To try to help begin to grapple with such situations, Rahwan and his colleagues conducted a series of Mechanical Turk surveys to study how people feel about moral dilemmas involving self-driving vehicles. And overall, they found that people were generally pretty utilitarian in outlook, believing that autonomous vehicles should be programmed such that in a case where they have to sacrifice the driver’s life to save multiple lives (by running into a wall, say, rather than running into a large crowd), the larger number of lives is saved.
But we’re not always such good utilitarians. Indeed, the surveys found “the first hint of a social dilemma” when respondents were then asked how they felt about buying such a car, knowing that it had such programming, as opposed to buying a car whose programming instructs it to always save the driver’s life (even if that would lead to more deaths overall in an accident).

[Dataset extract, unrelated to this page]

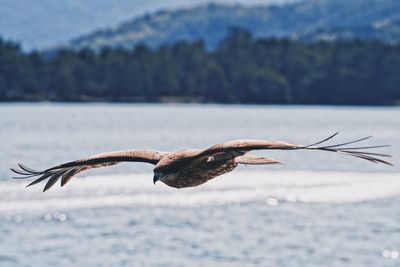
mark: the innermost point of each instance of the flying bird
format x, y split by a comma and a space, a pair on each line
192, 167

“Even though participants still agreed that utilitarian [autonomous vehicles] were the most moral, they preferred the self-protective model for themselves,” the researchers report.
Meanwhile, yet another survey conducted for the study found that people were particularly uncomfortable with the idea of the government mandating or legislating that autonomous vehicles make utilitarian “choices” in key instances — even though the prior surveys had shown that people generally approve of these utilitarian choices in the abstract.

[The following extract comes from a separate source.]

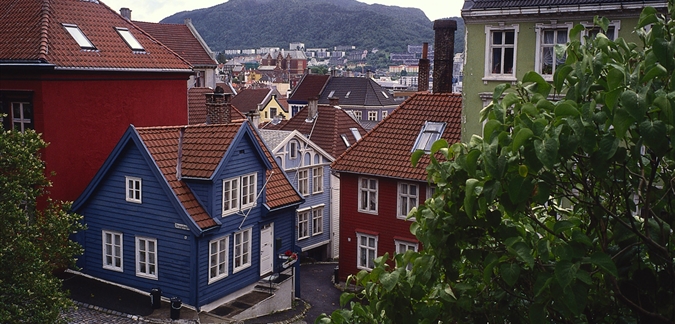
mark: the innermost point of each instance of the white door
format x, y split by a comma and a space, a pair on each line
266, 249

Strikingly, in one survey question, 59 percent of respondents suggested they were likely to buy an autonomous vehicle if there was no government regulation of its moral “choices,” but just 21 percent were likely to buy the vehicle if there was such regulation.
The authors therefore worry that actually mandating that these vehicles contain utilitarian algorithms could block their widespread adoption and public acceptance. And this widespread adoption, they think, would still save a lot of lives, notwithstanding what happens in a few, relatively rare trolley dilemma type scenarios.
Granted, it is far from clear whether engineers who design self-driving cars will actually be giving them any explicit instructions on choices about dilemmas like these — rather, the vehicles’ situational “choices” might emerge from the combination of other different aspects of its complex programming, said Rahwan.
“Whether or not a programmer explicitly programs cars to do something, they will do something, and it will be implicit in the algorithm,” he said. “If we don’t have a discussion on this, then that assumption will be completely arbitrary.”
In an accompanying essay, meanwhile, Harvard moral psychologist Joshua Greene analyzes the study and remarks that “Before we can put our values into machines, we have to figure out how to make our values clear and consistent.”
“What’s interesting about this paper is that it not only measures an aspect of public opinion, but really highlights a deep inconsistency in ordinary people’s thinking about it,” said Greene in an interview. “To me what’s valuable here is drawing out that inconsistency … and saying, ‘Hey folks, we have to figure out, what are our values here, what trade-offs are we willing or unwilling to make.’ ”
The core moral divide here is actually a deep and persistent one, Greene says, and hardly exclusive to issues involving autonomous vehicles. Rather, the tension is over doing the right thing for society, as opposed to doing the right thing for one or a few individuals.
“Whether you’re talking about an arms race, or polluting the oceans, or any number of other things, it’s the same,” he says. “It’s the ‘me’ option versus the ‘us’ option.”